The average oxygen consumption, q_av/Dk, decreased with increasing MCL thickness (Figure 9). This was not an unexpected result, since the extent of anoxia tended to increase with MCL thickness (Figure 5). The inclusion of a larger region of zero oxygen consumption in the average would result in a decrease in q_av/Dk.

The effect of exposure of the MCL to 5% O₂ cannot be fully evaluated in the present study, since only three MCL were exposed to both oxygen levels. The purpose of the experiments was not to rigorously determine the effect of different oxygen levels on consumption, but to determine if the modeling could fit PO₂ profiles under the different conditions. Clearly the same models describe the profiles whether the MCL are exposed to air or 5% O₂ (Figures 4 and 7). Nevertheless, all three oxygen consumption parameters (q_s/Dk, q_m/Dk, and q_av/Dk) tended to decrease when the MCL were exposed to 5% O₂ compared to air (Figures 8 and 9). In order to elucidate the nature of these changes, a more complete study of the metabolic effects of acute exposure of MCL to different oxygen levels needs to be performed.
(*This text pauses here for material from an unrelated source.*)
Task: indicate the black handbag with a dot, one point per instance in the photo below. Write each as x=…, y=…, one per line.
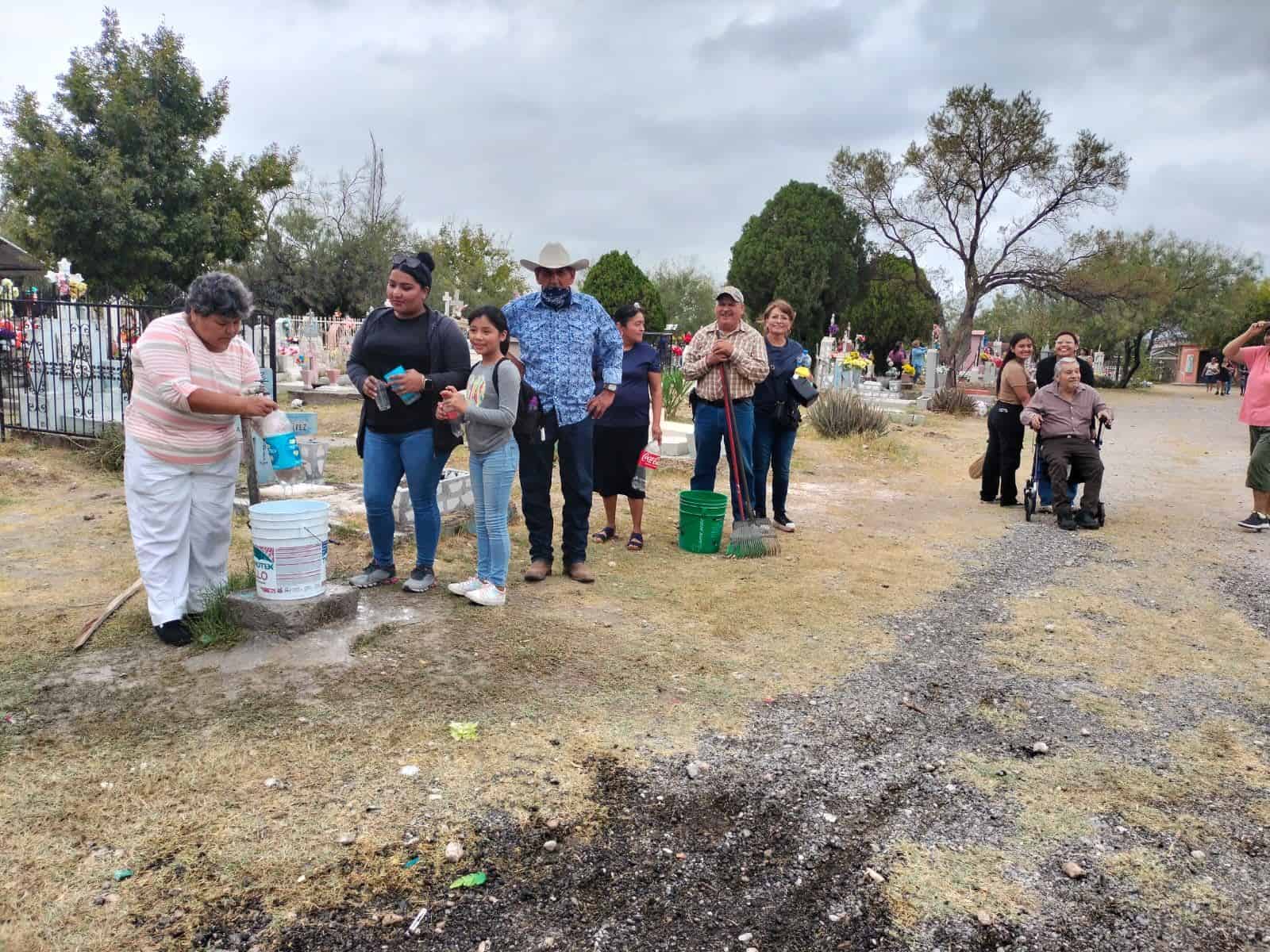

Possible Applications of the Model

This new in vitro model of oxygen transport in tumor parenchyma has the potential to address important issues in the field of tumor oxygenation. Like spheroids, the MCL can be used to study the effects of growth conditions, ambient oxygen levels, media glucose concentration, or other media factors on tumor oxygen metabolism. In addition, the impact of different growth substrates on tumor oxygen consumption can be studied in the MCL, since, unlike spheroids, MCL form a 3-D layer of parenchyma on an underlying extracellular matrix, which has been shown to impact tumor phenotype (Birgersdotter et al., 2005, Dozmorov et al., 2006). Another powerful use of the MCL model involves combining quantitative oxygenation and drug transport studies. The MCL is currently used to study parenchymal drug transport, including the effects of oxygen levels on transport of oxygen-dependent drugs like tirapazamine (Hicks et al., 1998). The ability to measure and model oxygen transport in MCL means that actual oxygen distribution data could be added to improve the mass transport modeling. These and other possible applications of the MCL model make it a valuable tool in the study of tumor oxygenation.